Franz decidiu ficar ao lado de Valkíria, mesmo que isso implicasse em sua captura também, enquanto se olhavam e se tocavam através da parede de vidro a memória de Franz voltou ao tempo em que se viam pela janela de uma antiga casa que inicialmente seria demolida, mas posteriormente ele participou de sua recuperação, naquela época estava separado de Valkíria por um lapso de tempo e, ainda assim eles vieram a se encontrar, então não seria uma parede de vidro que iria separá-los.

Quando se tocaram, Valkíria se animou e sentiu a energia fluir em seu corpo, levantou-se lentamente para olhar Franz nos olhos, tinha acabado de anoitecer, ao longe no céu ela pôde ver um pequeno ponto de luz, aparentemente uma pequena estrela com um brilho cálido, de onde estavam, por outros ela só poderia ser vista por potentes telescópios, daqueles que giram na órbita do planeta, aparentemente Valkíria olhava para o vazio, mas a energia fluiu pelo seu corpo como nunca antes tinha ocorrido.

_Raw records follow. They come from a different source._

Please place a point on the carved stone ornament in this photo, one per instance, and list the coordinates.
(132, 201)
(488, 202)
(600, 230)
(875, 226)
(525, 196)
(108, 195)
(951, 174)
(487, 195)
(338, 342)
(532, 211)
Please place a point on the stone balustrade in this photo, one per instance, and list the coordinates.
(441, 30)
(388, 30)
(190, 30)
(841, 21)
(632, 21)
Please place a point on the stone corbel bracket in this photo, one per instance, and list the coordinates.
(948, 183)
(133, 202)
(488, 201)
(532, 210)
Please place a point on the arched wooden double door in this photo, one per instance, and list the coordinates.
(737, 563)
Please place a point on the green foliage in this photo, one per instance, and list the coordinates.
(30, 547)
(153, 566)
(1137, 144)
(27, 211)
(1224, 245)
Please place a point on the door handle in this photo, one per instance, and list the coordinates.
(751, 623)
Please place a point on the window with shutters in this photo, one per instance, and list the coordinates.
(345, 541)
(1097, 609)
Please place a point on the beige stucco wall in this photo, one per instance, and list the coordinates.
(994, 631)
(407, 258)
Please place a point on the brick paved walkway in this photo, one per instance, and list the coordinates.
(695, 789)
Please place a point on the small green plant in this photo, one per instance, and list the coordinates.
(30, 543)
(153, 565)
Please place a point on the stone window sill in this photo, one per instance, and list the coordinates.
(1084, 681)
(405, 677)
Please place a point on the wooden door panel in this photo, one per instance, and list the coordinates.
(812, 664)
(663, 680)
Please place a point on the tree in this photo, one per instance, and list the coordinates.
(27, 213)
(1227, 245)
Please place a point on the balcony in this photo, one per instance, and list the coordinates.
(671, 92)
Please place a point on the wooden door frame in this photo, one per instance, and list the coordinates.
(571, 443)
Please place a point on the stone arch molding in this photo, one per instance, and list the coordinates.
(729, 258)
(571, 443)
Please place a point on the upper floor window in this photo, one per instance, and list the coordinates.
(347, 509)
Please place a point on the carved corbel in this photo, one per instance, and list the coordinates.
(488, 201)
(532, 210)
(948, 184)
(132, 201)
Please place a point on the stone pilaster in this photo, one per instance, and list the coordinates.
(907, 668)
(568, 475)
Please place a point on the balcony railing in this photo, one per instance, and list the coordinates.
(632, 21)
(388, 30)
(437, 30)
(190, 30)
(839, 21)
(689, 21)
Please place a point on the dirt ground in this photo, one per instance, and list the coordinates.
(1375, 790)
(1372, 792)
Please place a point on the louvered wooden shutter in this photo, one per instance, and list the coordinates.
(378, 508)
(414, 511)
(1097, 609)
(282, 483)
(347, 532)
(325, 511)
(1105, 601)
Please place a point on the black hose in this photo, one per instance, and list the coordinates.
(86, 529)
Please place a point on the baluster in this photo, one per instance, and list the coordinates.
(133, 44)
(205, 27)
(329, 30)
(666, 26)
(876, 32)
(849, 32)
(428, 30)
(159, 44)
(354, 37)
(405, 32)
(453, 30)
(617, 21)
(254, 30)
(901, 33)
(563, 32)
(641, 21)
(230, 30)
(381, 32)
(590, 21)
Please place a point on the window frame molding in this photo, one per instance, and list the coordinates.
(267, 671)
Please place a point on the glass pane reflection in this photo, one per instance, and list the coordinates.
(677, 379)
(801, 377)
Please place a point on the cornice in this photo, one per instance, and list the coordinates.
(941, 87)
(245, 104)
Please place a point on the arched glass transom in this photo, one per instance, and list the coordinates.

Ao longe os perplexos vislumbraram um brilho intenso vindo da gaiola onde Valkíria estava presa, eles não demoraram para surgir, dessa vez Franz não denotou qualquer esforço em tentar escapar, como ocorrido com Valkíria, também não tinham qualquer intenção de prejudicá-lo, só queriam respostas, ainda que continuassem sem qualquer idéia de quais seriam as perguntas.

Quando os perplexos se aproximaram, eles desviaram momentaneamente a atenção de Valkíria, e o brilho que emanava da gaiola cessou. Não tiveram dificuldades em aprisionar Franz, e resolveram deixá-lo junto com Valkíria, em breve tentariam mais uma vez se comunicar com eles, em busca de respostas.